Through this approach, researchers identified specific signaling pathways that tumors use to avoid immune responses, explaining why current treatment strategies have struggled to be effective in pancreatic cancer. These findings are exciting, as pave the way for new therapeutic targets. By blocking these immunosuppressive pathways of tumors, we may improve the efficacy of immunotherapy for pancreatic cancer patients, as well as other cancer patients. After reading this research, I felt compelled to talk about the role of organoids in the cancer field. So, what do organoids bring to the cancer field?
In a conversation for Breaking Cancer News, Dr. Wedeken encapsulated the role of organoids in cancer research.
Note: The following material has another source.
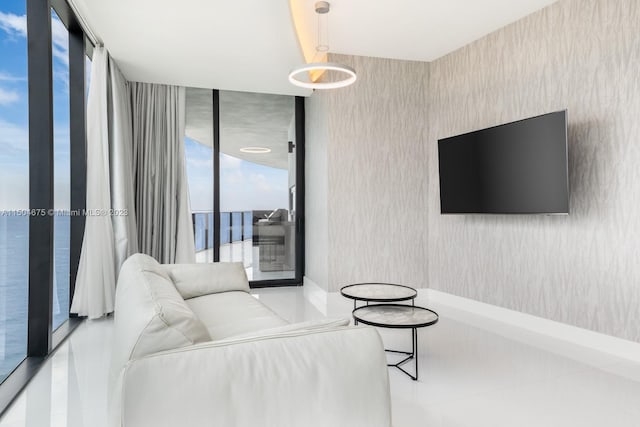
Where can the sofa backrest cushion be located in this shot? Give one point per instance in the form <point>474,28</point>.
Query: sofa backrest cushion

“Organoids derived from cancer are a powerful tool for research and drug development and are gaining increasing impact for personalized medicine,” she said. “They robustly recapitulate the characteristics of the original cancer, developing as a self-organized 3D structure while expressing key markers and retaining the genetic profile of the original tumor. Each organoid model represents its parental tumor, displaying phenotypes of resistance and sensitivity to various drug treatments and radiation. They can be genetically modified, expanded, and are compatible with high-throughput systems, offering the whole toolbox of an in vitro model. Plus, they can be established, and drug tests can be performed within a therapy-relevant timeframe for the patient from whom they were derived.”
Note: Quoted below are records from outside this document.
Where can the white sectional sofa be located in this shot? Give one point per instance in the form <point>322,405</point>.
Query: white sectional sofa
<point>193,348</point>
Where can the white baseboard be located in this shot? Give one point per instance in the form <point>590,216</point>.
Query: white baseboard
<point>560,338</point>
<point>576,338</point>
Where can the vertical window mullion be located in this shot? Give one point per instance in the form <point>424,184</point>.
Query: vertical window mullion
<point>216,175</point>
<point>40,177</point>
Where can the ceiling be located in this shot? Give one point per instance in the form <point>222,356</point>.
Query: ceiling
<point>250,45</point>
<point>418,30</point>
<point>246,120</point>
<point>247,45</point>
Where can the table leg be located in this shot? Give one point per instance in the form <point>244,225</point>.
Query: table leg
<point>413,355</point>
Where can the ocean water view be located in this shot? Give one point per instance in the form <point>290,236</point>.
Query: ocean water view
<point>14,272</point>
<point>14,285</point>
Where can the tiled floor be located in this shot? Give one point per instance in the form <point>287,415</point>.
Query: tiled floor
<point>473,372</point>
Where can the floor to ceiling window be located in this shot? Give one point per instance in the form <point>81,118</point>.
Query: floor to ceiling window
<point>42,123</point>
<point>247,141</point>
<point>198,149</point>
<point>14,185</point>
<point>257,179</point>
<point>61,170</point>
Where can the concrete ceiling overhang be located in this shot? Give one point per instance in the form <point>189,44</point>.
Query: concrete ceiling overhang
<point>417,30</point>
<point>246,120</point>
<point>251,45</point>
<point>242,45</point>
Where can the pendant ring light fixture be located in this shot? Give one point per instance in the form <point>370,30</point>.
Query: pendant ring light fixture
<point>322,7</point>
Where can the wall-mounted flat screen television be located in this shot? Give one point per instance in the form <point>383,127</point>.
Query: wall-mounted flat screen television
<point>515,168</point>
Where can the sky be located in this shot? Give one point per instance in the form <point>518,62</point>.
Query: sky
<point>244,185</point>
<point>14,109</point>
Organoids Can Increase the Efficacy of Cancer Treatments
When I asked Dr. Wedeken about the main influence of organoids in the cancer field, she emphasized their utility in treatment decisions.
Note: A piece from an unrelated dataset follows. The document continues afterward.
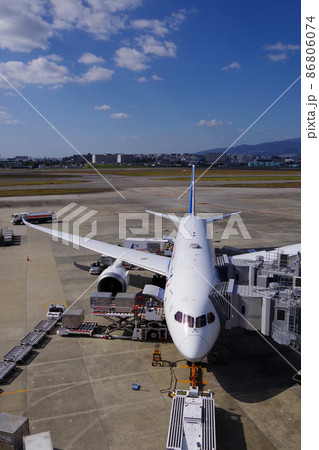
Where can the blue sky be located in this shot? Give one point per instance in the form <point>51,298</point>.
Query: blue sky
<point>147,76</point>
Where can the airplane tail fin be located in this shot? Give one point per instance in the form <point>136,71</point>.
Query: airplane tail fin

“Organoids can be used in personalized medicine: a sample from a patient tumor is taken, organoids derived and validated, and then drug treatments are performed on the organoids to determine which drugs are effective,” she explains.
This information can then be combined with genetic data from tumors to guide treatment decisions for the patient. “Several studies have already shown an extremely good negative prediction rate of organoids for clinical response and a very good positive prediction,” she adds.
“Furthermore, cohorts of organoids, each representing a different patient, can be used to screen existing drugs, new combinations, or new drugs. The results can be integrated with genetic data to identify or validate biomarkers of treatment sensitivity, which can significantly influence cancer treatment strategies,” said Dr. Wedeken.
The Path Forward
Dr. Wedeken also addressed the limitations of organoids.
“They have the typical limitations of in vitro models, such as not representing a whole organism or metabolism,” she said. “Some of these challenges can be addressed by using co-culture systems or integrating organoids into microfluidic/on-chip systems. Additionally, other in vivo models can complement organoid studies. For example, organoids can be used for initial screenings and then verified in different models.”
Finally, Dr. Wedeken expressed optimism about the future of organoids.
“They are gaining increasing interest in research, particularly for more complex co-culture models and their integration with on-chip technologies. Organoids are becoming an important factor in achieving the 3D concept in preclinical drug development, complementing and supplementing other in vitro and in vivo models. They are also being used in ongoing and planned clinical trials to assess their value in guiding treatment decisions. This will support the widespread acceptance of organoids in personalized and functional precision oncology, as well as other disease fields.”